The large language models widely known as artificial intelligence could lead to an $800 billion opportunity, some analysts say, with companies battling it out Game of Thrones-style to carve out their position in the market. That’s why companies diving into the field are making such big bets: Microsoft recently invested $10 billion in the ChatGPT-maker OpenAI; Databricks bought the machine learning startup MosiacML for $1.3 billion; and the niche legal A.I. platform Casetext sold for $650 million to Thomson Reuters.
But despite the current buzz around A.I., the stocks of the major players in the new technology are overvalued, says Dhaval Joshi, chief strategist at the investment research firm BCA Research, in a report released Wednesday.
“This year’s near-vertical rally in the A.I. seven is premised on a hope,” Joshi writes, using a new nomenclature for the stocks of Meta, Amazon, Alphabet, Microsoft, Nvidia, Apple, and Tesla. “The hope is that the latest iteration of the internet boom—this time led by generative A.I.—will supercharge technology sector profits.”
He argues, however, that without a clear pathway to revenue, and eventually profits, that hope risks turning the A.I. boom into a bubble akin to the dot com bubble in the 1990s.
To avoid a similar scenario with A.I., companies would need to establish a “moat” that keeps out competitors while monetizing a new innovation, as tech companies such as Alphabet, Meta, and Amazon succeeded in doing only during the 2000s, Joshi says. He calls these companies the “Web 2.0 oligopolies.” They were able to establish a moat using the so-called network effect in which the value of a product increases as more people use it. This effect allowed Google, Meta, and Amazon to build ever-growing user bases in search, social media, and e-commerce, respectively, and then use that market dominance to squeeze out smaller competitors.
“The crucial lesson is that there is no guarantee that an innovative technology can supercharge the profits of its creator,” Joshi writes. “To supercharge its profits, the creator must have a ‘moat’ to prevent its profits being competed away.”
Without A.I.’s version of a moat, companies might struggle to monetize the technology and fail to live up to their current valuations, Joshi says. So far, Joshi is skeptical that the consumer-facing versions of generative A.I., such as ChatGPT or Bard, will distinguish themselves from one another enough to be commercially viable.
“There’s no reason why any particular A.I. should be the one that everyone goes to,” he tells Fortune. “There’s no reason a priori why Bard will be inferior to ChatGPT or any other competitor.”
A.I. companies also need to factor in the price of costly parts, especially computing chips. Meanwhile chipmakers such as Nvidia—whose $1.1 trillion market cap is roughly 41 times its current revenue—risk being unable to live up to their current valuations if they can’t find successful A.I. companies to sell their products to.
Those products are expensive, Joshi points out: “At the moment the biggest companies can afford it, but you go down the pecking order and people can’t. So, you either reduce prices to increase demand, or you’re going to hit some sort of speed limit. That’s why I think some of these growth expectations seem a bit too rich at the moment.”

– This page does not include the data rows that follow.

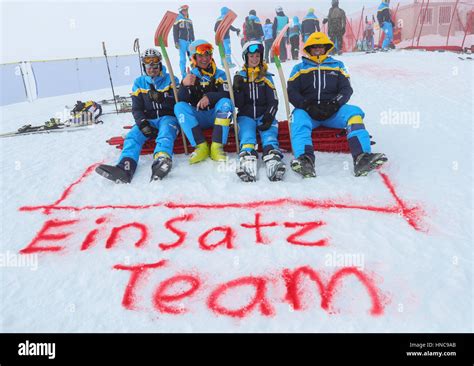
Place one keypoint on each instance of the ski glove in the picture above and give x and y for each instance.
(267, 120)
(238, 83)
(148, 130)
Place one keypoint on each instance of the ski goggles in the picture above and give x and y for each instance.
(204, 49)
(255, 48)
(151, 60)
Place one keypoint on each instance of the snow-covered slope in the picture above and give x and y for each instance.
(393, 251)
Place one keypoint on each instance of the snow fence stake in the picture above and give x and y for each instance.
(220, 33)
(276, 57)
(110, 77)
(161, 39)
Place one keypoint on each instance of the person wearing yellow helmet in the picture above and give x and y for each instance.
(319, 88)
(204, 103)
(309, 24)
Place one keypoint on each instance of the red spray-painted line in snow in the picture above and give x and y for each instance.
(68, 190)
(411, 214)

We may soon know whether Joshi’s wariness is justified. Either a drop in prices or a slowdown in Nvidia’s sales, coupled with ChatGPT’s first month-over-month declines in site traffic, could signal the “cold water moment” in which A.I. stocks start to rightsize, he says.
“Everyone’s riding this scene,” Joshi says. “But what we’re going to discover over the next few months or years is if the first stab or first guess of who is going to be riding the scene is correct. Probably not.”